Princess Margaret's Favorite Jeweler

Photo credit: COURTESY NORMAN PARKINSON ARCHIVE/ICONIC IMAGES/GETTY IMAGES (PRINCESS MARGARET AND CHILDREN); COURTESY MAHNAZ COLLECTION (JEWELRY)
Photo credit: COURTESY NORMAN PARKINSON ARCHIVE/ICONIC IMAGES/GETTY IMAGES (PRINCESS MARGARET AND CHILDREN); COURTESY MAHNAZ COLLECTION (JEWELRY)

From Town & Country

Some of the most interesting pieces in the royal jewelry collection were acquired on a dare. Sometime in the early 1960s, Lord Snowdon, British design aficionado and husband of Princess Margaret, commented that there was nothing really exciting happening in the kingdom in the way of jewelry design.

Andrew Grima, respectfully disagreeing, challenged Snowdon with an invitation to his shop on Jermyn Street. It paid off. Princess Margaret can be seen wearing her Grima brooch in a family portrait from 1965, and by 1966 the queen had some Grima in her collection as well. “It’s a clear example of the British monarchy’s effort to support British jewelry,” says historian and jewelry gallery owner Mahnaz Ispahani Bartos.

Photo credit: COURTESY MAHNAZ COLLECTION
Photo credit: COURTESY MAHNAZ COLLECTION

Truth was, this period was a high point for national treasures, a fact Bartos has seized on for the exhibit “London Originals: The Jeweler’s Art in Radical Times,” to be presented at Mahnaz Collection on 57th Street through May 11. The show focuses on works created by Grima and his contemporaries, including John Donald, Charles de Temple, and Kutchinsky in the 1960s and ’70s.

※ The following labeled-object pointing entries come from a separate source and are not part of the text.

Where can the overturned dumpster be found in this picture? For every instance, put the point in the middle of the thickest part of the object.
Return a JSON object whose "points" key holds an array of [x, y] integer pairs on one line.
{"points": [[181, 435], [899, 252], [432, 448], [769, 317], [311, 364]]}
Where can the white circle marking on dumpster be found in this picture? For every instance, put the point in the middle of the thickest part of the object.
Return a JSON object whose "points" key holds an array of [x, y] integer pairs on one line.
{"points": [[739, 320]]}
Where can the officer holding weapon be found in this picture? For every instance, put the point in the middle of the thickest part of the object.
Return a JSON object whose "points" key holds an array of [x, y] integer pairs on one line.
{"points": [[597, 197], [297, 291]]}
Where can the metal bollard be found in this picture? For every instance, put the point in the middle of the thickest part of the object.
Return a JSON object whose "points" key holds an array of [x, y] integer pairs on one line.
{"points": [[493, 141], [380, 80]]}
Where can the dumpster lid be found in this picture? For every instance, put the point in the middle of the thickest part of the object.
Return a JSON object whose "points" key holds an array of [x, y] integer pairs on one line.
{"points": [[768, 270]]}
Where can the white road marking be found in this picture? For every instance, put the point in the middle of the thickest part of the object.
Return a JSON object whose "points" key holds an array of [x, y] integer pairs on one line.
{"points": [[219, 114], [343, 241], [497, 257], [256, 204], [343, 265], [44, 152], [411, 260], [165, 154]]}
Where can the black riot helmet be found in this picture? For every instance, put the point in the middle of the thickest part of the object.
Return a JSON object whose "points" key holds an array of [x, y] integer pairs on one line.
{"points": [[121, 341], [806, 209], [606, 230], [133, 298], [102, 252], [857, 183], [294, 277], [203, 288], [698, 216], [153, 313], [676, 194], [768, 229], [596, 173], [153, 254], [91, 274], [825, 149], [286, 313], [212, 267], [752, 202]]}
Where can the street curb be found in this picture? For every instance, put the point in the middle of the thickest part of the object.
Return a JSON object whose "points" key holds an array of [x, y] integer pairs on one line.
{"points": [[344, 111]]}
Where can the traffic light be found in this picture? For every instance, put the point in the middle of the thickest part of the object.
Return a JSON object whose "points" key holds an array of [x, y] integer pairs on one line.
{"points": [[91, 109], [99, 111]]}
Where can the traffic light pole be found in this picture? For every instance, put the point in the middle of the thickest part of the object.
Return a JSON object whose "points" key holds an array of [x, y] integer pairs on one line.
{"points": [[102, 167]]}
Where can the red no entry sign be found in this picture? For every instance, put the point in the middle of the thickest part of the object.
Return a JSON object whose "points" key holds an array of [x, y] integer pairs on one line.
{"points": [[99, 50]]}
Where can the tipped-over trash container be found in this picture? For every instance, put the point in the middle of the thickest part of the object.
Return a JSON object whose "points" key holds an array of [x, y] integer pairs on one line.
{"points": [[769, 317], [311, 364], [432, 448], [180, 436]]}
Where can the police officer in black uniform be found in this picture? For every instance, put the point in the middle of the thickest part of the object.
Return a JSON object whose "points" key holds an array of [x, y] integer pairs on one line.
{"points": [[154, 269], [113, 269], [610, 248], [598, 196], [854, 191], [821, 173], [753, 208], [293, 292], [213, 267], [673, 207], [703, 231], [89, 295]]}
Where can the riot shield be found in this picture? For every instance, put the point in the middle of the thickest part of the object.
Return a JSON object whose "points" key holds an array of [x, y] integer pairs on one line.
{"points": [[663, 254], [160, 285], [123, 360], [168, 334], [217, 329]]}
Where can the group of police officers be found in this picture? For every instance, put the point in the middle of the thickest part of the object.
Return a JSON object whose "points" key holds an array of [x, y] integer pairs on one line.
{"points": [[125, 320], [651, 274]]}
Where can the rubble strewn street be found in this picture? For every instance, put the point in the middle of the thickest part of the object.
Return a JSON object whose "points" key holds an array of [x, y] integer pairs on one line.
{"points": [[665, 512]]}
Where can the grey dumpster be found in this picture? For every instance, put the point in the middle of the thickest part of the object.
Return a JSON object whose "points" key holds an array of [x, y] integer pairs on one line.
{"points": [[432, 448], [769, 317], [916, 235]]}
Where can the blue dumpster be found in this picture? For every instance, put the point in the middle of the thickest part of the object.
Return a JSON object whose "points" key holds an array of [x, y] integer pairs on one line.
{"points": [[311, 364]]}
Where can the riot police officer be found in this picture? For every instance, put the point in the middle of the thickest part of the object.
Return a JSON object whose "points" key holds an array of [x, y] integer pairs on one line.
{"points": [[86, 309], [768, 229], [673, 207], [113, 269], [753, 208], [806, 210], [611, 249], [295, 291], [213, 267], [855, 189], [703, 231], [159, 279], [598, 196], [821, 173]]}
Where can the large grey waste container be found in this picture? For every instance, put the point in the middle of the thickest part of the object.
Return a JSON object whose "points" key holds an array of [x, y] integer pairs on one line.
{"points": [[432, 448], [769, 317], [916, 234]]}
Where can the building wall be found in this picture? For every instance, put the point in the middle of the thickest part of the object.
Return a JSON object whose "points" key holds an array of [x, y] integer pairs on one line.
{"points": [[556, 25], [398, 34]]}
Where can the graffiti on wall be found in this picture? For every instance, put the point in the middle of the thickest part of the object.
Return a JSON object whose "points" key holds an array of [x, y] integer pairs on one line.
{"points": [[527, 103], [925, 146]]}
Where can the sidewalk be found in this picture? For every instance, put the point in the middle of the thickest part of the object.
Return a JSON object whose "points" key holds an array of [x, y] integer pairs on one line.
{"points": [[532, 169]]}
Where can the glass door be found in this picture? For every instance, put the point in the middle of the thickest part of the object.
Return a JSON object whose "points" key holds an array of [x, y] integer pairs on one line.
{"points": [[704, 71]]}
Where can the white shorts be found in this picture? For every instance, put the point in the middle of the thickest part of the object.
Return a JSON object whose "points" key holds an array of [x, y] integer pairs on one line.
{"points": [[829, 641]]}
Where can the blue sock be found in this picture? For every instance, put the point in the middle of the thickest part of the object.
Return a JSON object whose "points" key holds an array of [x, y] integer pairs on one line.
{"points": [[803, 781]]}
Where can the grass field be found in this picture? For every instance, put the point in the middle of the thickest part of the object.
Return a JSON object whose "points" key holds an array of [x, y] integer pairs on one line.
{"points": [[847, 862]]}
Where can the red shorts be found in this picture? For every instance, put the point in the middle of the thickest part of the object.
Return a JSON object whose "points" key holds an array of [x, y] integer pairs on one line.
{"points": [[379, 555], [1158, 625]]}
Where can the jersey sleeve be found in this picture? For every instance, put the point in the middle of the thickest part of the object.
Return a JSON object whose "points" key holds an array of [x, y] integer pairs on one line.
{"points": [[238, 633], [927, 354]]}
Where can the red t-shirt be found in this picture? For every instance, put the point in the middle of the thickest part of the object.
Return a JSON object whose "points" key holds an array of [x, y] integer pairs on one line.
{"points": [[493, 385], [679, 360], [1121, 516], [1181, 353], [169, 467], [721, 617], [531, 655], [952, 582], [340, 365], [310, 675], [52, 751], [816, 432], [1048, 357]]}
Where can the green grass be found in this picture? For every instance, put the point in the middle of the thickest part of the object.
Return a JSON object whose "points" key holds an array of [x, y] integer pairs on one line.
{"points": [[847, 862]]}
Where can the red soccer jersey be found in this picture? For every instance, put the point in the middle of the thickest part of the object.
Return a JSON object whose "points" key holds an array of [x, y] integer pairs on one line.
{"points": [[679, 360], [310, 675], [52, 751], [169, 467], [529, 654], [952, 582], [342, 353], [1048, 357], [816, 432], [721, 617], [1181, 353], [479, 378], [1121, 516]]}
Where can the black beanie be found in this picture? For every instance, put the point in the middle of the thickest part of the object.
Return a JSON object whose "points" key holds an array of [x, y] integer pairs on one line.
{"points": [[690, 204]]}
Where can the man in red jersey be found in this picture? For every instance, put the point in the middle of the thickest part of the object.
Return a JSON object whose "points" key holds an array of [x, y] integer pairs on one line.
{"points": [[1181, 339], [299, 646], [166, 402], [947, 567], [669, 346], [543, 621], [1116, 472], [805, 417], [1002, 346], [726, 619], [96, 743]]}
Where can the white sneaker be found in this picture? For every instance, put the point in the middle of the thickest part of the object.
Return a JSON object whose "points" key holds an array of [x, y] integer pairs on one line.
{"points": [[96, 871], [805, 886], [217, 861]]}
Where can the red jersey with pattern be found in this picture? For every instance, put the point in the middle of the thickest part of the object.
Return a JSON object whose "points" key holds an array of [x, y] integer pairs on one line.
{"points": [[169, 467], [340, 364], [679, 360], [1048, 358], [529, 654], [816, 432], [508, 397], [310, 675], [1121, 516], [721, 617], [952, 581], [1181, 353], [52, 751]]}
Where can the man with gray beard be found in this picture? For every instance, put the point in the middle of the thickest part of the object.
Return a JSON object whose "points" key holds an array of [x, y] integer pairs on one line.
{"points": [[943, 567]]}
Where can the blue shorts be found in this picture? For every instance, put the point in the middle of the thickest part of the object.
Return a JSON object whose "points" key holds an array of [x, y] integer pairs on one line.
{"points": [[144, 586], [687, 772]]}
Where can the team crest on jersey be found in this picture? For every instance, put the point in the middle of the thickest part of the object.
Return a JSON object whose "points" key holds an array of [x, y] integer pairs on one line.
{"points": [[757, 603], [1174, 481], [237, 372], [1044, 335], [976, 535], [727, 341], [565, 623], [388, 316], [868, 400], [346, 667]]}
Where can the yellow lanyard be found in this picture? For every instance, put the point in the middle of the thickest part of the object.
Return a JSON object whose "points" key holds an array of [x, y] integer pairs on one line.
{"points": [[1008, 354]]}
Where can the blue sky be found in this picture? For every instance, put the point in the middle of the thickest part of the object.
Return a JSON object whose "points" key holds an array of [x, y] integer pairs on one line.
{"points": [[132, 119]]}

“They came of age when art, architecture, design, and fashion all changed so dramatically,” Bartos says. “Some of them were trained as goldsmiths, some were architects, some were artists. They all caught the fever of that time. They were looking at small diamonds set in white gold, and they started instead to look at natural materials and geodes and crystals.

They decided they were going to explore scale and form in jewelry, and leave stones unpolished and unfaceted. The spirit of the age was infectious.” One can’t help but hope that the singular royal eye that appreciated the radical beauty of Grima’s work will be apparent May 19 at what many expect to be the most modern of royal weddings.

The nuptials, and the bride’s evolving style, will be the subject of two special editions of T&C: American Princess and Royal Wedding, on newsstands April 17 and May 25, respectively. While half the world waits for Meghan Markle’s dress to appear on television, some of us are more focused on the something borrowed-namely, the jewels. Will they be fit for a queen or more suited to the world's new American princess?